Taking the Waters
Although known to the Romans, the importance of the spa in Britain as a holiday resort was not fully realised until the end of the nineteenth century when the railways came to town. The railway station in Llandrindod was opened in 1865, although there was very little else at the town at that time. The main growth of the town began to take place from the 1870s onwards when it played host to increasing numbers of visitors - not all of them in search of a cure, as there were plenty of other entertainments.
There were sulphuretted springs available at The Old Pump House Hotel and in the Rock Park, first discovered in 1867.

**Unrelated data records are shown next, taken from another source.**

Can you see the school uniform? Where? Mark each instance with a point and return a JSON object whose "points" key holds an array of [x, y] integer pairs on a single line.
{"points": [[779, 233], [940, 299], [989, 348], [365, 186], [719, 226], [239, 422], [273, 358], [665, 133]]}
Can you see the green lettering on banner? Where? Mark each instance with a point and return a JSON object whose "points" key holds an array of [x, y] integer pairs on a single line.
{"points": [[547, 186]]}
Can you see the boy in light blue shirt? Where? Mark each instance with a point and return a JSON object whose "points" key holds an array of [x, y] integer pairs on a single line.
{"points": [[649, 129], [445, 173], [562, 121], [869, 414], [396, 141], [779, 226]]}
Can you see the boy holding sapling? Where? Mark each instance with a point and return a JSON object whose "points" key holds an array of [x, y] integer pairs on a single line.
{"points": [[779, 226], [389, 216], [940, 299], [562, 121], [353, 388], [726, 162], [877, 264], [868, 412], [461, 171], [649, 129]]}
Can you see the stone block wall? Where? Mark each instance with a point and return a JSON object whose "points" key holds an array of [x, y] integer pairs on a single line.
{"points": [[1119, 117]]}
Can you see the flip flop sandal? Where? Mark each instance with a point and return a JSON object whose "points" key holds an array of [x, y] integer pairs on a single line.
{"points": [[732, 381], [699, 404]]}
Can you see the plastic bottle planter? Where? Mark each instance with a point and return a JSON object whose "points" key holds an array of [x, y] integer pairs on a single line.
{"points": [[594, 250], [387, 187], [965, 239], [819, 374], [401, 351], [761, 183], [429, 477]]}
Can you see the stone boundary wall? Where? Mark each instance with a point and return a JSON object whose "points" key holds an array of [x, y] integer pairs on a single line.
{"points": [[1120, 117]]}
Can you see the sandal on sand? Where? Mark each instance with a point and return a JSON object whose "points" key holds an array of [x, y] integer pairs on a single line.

". . . peculiar hissing sound. So great was the quantity of sulphuretted hydrogen gas given off, that it rose in a quick succession of bubbles to the surface of the water, and upon applying a lighted match to them they exploded with a slight blue flame, somewhat to the consternation of the workmen employed, who, from this fact, concluded that the source of the spring was from a region not usually mentioned in polite society. . . ."
Taking these waters was considered to confer a wide variety of health benefits. Dr Bowen Davies, a noted doctor in Llandrindod, wrote:
General Observations on Sulphuretted Waters.
Both these springs are probably produced by the action of water upon
the metallic suphurets. These absorb oxygen from the water and part
with sulphur, and this unites with the hydrogen of the water to form
sulphuretted hydrogen gas, which remains in solution.
and the sulpheretted water could be taken internally or could be used as a bath or shower.